"'The thought recurs that education—cultivated thought—can best be combined with agricultural labor, on the principle of thorough work; that careless, half-performed, slovenly work makes no place for such combination; and thorough work, again, renders sufficient the smallest quantity of ground to each man; and this, again, conforms to what must occur in a world less inclined to wars and more devoted to the arts of peace than heretofore. Population must increase rapidly, more rapidly than in former times, and ere long the most valuable of all arts will be the art of deriving a comfortable subsistence from the smallest area of soil. No community whose every member possesses this art, can ever be the victim of oppression in any of its forms. Such community will be alike independent of crowned kings, money kings, and land kings.'"
CHAPTER IV
LIFE'S CHOICE
PERCY read these words as though they were his own; and perhaps we may say they were his own, for, as Emerson says: "Thought is the property of him who can entertain it."
The mother listened, first with wonder; then with deepened interest, which changed to admiration for the language and for her son, who seemed to be filled with the spirit which had led Lincoln to see the problems and the possibilities of the farm life in a light that was wholly new.
"Surely those are noble thoughts," she said, "from a noble and wise man. I shall only hope that you will find some opportunity to make the best possible of your life. We have such a small farm, and the land hereabout is all so high in price that to enlarge the farm seems almost hopeless. In part because of this difficulty it had seemed to me that greater opportunities might be open for you in other lines. Don't you feel that you will be greatly handicapped in the beginning?"
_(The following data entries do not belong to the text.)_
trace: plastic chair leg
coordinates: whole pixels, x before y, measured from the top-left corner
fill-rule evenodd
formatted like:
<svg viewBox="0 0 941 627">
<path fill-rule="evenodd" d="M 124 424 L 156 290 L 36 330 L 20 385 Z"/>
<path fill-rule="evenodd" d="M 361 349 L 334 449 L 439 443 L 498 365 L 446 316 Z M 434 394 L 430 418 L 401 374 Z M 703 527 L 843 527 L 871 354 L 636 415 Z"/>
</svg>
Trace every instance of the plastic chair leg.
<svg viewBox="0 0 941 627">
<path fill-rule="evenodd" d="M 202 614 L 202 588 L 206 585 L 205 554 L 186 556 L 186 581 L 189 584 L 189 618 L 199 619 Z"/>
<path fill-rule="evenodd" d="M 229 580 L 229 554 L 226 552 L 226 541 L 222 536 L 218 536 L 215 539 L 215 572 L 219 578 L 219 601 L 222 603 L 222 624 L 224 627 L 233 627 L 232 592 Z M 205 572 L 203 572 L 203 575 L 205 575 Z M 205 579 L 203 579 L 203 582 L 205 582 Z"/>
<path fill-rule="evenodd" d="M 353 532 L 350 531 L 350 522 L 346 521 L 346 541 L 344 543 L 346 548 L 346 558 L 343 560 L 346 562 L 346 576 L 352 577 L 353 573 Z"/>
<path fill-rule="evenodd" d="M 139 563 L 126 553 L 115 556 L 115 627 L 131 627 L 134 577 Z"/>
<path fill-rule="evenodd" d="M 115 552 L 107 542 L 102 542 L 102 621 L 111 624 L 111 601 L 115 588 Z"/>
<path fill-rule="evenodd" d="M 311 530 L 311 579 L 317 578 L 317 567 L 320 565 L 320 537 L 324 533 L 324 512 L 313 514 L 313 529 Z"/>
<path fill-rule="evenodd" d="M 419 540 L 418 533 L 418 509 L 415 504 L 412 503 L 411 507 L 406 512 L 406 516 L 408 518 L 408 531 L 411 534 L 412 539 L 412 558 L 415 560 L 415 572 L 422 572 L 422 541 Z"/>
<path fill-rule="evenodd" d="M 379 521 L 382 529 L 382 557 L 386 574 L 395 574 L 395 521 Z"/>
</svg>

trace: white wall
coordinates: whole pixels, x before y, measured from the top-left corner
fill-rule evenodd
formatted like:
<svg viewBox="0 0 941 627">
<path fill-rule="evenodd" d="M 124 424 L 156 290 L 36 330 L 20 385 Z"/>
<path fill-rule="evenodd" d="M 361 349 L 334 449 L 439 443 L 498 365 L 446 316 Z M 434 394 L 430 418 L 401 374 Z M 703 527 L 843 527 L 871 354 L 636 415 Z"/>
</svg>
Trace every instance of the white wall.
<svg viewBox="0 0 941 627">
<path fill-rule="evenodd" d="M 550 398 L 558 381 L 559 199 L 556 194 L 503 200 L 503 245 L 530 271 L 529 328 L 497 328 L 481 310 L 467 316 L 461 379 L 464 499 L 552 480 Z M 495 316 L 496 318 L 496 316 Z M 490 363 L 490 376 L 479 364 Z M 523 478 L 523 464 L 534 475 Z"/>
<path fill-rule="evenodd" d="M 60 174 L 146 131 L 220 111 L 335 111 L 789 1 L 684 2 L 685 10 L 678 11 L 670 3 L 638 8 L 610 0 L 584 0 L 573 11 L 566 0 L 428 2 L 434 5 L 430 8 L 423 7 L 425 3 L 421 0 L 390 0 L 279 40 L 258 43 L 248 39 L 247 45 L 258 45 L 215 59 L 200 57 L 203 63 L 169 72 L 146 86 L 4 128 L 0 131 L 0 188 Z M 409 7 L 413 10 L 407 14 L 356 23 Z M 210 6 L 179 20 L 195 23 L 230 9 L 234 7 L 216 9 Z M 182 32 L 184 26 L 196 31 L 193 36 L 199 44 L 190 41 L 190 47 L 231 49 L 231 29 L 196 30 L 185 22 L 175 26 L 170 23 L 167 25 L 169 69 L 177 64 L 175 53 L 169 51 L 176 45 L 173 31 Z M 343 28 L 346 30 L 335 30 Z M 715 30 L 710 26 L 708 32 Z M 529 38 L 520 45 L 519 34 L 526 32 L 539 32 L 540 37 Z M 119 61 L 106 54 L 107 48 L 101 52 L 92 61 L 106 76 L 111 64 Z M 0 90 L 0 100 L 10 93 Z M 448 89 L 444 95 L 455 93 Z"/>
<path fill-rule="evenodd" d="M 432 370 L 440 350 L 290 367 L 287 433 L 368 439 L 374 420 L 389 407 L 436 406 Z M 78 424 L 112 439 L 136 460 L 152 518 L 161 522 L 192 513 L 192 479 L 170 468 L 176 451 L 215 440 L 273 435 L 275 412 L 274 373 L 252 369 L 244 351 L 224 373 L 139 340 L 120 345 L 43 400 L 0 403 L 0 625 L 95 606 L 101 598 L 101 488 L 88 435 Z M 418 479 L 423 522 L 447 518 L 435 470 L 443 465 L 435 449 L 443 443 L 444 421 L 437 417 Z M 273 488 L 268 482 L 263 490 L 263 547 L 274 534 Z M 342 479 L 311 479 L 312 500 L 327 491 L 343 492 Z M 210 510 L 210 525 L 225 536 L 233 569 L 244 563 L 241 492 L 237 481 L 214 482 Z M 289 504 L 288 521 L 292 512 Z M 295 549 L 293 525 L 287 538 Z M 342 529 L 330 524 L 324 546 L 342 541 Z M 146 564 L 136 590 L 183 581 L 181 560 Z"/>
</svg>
"Perhaps," said Percy, "in some ways; but not in other ways. We hear on every hand that this is an age of specialists, that the most successful man cannot take time to prepare himself well for many different lines of work; that he must make the best possible preparation in some one line for which he may have special talent or special interest; and then endeavor to go farther in that line than any one has gone before. When I first wrote to the State University I asked how long a time would likely be required for me to complete all the subjects that are taught there, and the registrar replied that, if I could carry heavy work every year, I might hope to take all the courses now offered in about seventy years. In considering this point of preparation for future work, it has seemed to me that if I leave the farm life and devote myself to law or to engineering, I must in large measure sacrifice about ten years of valuable experience in practical agriculture. I have learned enough about farming so that I can manage almost as well as the neighbors; and without this knowledge, gathered, as you say, in the school of experience, I can see that serious mistakes would often be made.
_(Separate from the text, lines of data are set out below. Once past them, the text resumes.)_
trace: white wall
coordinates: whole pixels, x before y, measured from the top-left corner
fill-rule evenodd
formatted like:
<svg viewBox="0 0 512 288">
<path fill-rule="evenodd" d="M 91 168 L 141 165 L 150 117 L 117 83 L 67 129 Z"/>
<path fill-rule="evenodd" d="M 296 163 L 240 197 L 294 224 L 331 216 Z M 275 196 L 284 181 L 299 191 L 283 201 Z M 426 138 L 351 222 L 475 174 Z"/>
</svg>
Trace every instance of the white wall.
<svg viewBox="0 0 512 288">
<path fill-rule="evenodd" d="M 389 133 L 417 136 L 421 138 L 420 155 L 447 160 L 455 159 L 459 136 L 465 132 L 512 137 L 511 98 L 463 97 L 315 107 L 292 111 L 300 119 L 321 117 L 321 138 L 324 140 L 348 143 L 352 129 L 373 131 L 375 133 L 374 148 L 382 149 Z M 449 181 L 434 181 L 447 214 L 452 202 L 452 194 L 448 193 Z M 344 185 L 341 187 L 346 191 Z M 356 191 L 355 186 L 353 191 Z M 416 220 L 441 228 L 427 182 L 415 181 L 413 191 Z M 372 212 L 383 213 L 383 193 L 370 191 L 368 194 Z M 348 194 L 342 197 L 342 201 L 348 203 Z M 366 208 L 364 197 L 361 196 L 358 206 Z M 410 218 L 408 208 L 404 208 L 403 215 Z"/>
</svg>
"You know that Doctor Miller bought the Bronson farm two years ago. Well, he has been giving some directions himself concerning its management. He has had no experience in farming, and last year, after he had the new barn built, he directed his men to put the sheaf oats in the barn so they would be safe from the weather. He did not understand that oats must stand in the shock for two or three weeks to become thoroughly "cured" before they can safely be even stacked out of doors; and the result was that his entire oat crop rotted in the barn.
"People who have lived always in the city sometimes express the most amusing opinions of farm conditions so well understood even by a ten-year-old country boy. I recently overheard two traveling men remarking about the differences which they could plainly observe between the corn crops in different fields as they rode past in the train.
"'Some fields have twice as good corn as other adjoining fields,' one remarked. 'How do you account for the difference,' asked the other. 'oh, I suppose the one farmer was too stingy of his seed,' was the reply.